The KafkaConsumer API centers around the poll() API which is intended to be called in a loop. On every iteration of the loop, poll() returns a batch of records from the partitions this consumer can retrieve at that time. The size of returned records is determined by the max.poll.records, as described in KIP-41: KafkaConsumer Max Records. Currently the implementation will return available records starting from the last partition the last poll call retrieves records from. This leads to unfair patterns of record consumption from multiple partitions.
This proposal discusses a mechanism to mitigate that issue.
No public interface changes is proposed.
The issue stems from the greedy consumption of a partition in serving a poll call, as described in Ensuring Fair Consumption of KIP-41, to be used again in the next poll call, and so continue that greedy behavior against that previous partition in the next call.
The simplest solution is to pick another partition that has available records as the starting point for the next poll call.

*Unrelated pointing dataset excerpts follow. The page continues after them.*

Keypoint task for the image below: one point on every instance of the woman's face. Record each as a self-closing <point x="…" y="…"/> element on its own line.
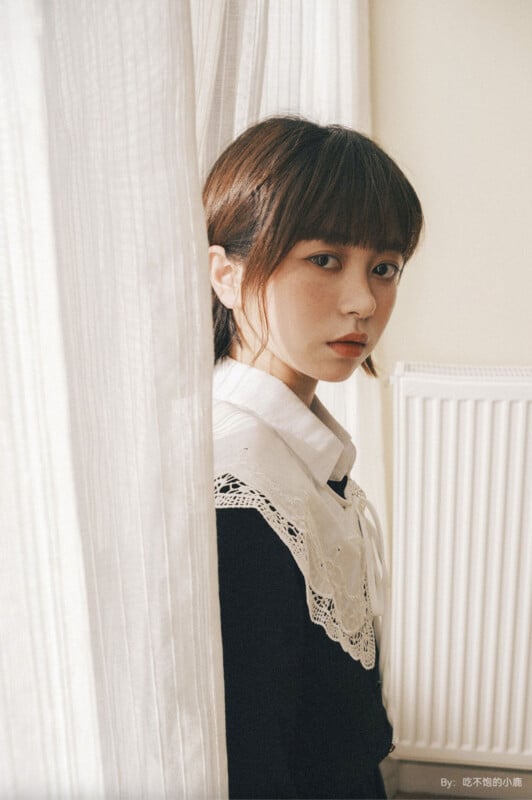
<point x="319" y="294"/>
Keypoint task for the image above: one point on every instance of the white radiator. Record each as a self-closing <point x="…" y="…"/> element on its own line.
<point x="458" y="672"/>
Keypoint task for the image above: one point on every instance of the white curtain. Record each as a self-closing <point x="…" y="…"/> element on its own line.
<point x="111" y="678"/>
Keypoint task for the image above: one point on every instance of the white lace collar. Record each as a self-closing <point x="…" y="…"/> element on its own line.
<point x="311" y="433"/>
<point x="262" y="461"/>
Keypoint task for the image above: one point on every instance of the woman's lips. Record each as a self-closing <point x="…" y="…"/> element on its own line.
<point x="350" y="346"/>
<point x="347" y="349"/>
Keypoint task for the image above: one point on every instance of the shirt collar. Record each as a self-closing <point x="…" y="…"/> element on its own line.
<point x="311" y="433"/>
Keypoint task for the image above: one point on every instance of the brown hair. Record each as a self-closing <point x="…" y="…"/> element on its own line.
<point x="285" y="180"/>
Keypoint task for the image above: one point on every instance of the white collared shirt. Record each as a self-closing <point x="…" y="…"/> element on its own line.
<point x="274" y="454"/>
<point x="311" y="433"/>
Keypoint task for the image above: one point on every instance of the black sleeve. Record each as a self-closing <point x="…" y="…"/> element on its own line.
<point x="262" y="600"/>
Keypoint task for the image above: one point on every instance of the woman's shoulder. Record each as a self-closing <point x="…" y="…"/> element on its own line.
<point x="250" y="450"/>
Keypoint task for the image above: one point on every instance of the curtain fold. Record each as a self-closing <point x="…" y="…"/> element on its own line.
<point x="124" y="575"/>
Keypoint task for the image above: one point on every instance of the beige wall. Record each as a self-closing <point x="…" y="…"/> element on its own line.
<point x="452" y="102"/>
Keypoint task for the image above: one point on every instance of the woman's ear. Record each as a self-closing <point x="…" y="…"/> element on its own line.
<point x="226" y="276"/>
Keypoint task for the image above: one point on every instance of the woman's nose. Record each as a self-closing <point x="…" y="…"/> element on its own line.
<point x="358" y="299"/>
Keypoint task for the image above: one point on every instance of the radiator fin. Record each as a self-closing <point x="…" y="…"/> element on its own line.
<point x="458" y="671"/>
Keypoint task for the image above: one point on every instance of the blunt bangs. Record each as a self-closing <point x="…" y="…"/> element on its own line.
<point x="352" y="193"/>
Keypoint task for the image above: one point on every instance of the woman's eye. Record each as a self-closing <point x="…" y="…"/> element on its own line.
<point x="388" y="271"/>
<point x="325" y="261"/>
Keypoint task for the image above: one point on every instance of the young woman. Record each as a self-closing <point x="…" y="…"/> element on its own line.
<point x="309" y="230"/>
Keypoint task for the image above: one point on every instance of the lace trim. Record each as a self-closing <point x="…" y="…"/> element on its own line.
<point x="355" y="633"/>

The current implementation keeps the partitions with received records in a queue called completedFetches inside the consumer.internals.Fetcher class, the main class to return records from the poll call. Partitions in that queue is ordered by when the Fetcher receives the partition messages. We can pick the next partition from that queue to serve the next poll call instead. To avoid parsing the partition messages repeatedly, we can save those parsed fetches to a list (parsedFetches) and maintain the next partition to get messages there.

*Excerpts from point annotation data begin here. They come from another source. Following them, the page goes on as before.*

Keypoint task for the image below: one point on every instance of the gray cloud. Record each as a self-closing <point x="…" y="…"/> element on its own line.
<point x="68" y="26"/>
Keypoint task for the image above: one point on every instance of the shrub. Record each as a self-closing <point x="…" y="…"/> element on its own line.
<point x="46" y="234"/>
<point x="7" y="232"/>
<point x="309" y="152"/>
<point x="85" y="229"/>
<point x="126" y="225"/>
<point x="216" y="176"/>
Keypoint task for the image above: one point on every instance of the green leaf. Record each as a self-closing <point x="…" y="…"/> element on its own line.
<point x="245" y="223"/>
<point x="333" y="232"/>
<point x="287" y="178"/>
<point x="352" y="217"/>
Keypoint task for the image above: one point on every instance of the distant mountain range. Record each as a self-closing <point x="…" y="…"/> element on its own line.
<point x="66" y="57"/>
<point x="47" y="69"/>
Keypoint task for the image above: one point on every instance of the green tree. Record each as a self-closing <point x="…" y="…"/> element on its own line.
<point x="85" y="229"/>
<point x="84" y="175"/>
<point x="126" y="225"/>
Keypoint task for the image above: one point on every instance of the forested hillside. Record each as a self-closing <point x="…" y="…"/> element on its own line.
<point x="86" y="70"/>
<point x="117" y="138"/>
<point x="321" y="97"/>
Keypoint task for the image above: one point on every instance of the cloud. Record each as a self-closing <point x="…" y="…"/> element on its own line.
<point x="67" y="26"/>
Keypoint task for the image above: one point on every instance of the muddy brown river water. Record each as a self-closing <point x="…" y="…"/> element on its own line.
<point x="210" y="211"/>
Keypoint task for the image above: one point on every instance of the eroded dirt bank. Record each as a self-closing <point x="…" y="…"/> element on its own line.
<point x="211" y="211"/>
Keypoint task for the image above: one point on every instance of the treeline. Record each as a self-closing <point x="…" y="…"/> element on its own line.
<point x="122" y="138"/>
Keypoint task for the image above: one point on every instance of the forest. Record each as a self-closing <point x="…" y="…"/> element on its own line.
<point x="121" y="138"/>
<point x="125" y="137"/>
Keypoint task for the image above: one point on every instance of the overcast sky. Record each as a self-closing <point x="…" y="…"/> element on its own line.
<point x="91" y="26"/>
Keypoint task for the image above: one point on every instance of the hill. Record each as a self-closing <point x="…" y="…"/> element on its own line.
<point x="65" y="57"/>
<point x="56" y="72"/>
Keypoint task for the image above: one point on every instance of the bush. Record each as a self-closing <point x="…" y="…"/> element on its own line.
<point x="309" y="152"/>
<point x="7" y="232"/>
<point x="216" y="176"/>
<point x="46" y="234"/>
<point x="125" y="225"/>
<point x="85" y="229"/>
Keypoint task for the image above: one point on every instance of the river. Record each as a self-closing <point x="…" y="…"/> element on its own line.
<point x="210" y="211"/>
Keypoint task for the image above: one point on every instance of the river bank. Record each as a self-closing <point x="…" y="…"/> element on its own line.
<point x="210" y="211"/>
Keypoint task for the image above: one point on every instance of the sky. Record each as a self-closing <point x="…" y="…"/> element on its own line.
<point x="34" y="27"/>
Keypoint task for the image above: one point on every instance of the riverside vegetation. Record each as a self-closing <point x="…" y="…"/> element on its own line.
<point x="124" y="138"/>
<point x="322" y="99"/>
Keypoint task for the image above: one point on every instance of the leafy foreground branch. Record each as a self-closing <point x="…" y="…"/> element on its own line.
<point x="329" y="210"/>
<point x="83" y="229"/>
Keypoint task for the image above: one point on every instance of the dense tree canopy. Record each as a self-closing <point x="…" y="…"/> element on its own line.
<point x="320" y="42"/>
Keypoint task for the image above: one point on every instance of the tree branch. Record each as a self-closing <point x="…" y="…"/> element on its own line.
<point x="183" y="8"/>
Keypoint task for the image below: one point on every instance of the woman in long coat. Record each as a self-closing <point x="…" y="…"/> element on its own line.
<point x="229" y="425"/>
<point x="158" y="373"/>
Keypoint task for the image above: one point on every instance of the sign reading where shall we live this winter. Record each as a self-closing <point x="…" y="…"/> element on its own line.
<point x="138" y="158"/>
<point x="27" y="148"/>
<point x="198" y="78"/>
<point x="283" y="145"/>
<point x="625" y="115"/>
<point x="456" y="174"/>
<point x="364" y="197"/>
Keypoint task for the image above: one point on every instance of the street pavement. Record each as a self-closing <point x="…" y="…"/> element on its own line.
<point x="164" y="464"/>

The logic will use partitions from completedFetches to retrieve records in the original greedy fashion, and move them to the parsedFetches list after they are parsed. When completedFetches queue is empty, it will consume records in partitions in the parsedFetches list in round robin order. The partition with parsing errors will be moved to the end of the completedFetches queue to return records to the current and subsequent poll calls successfully.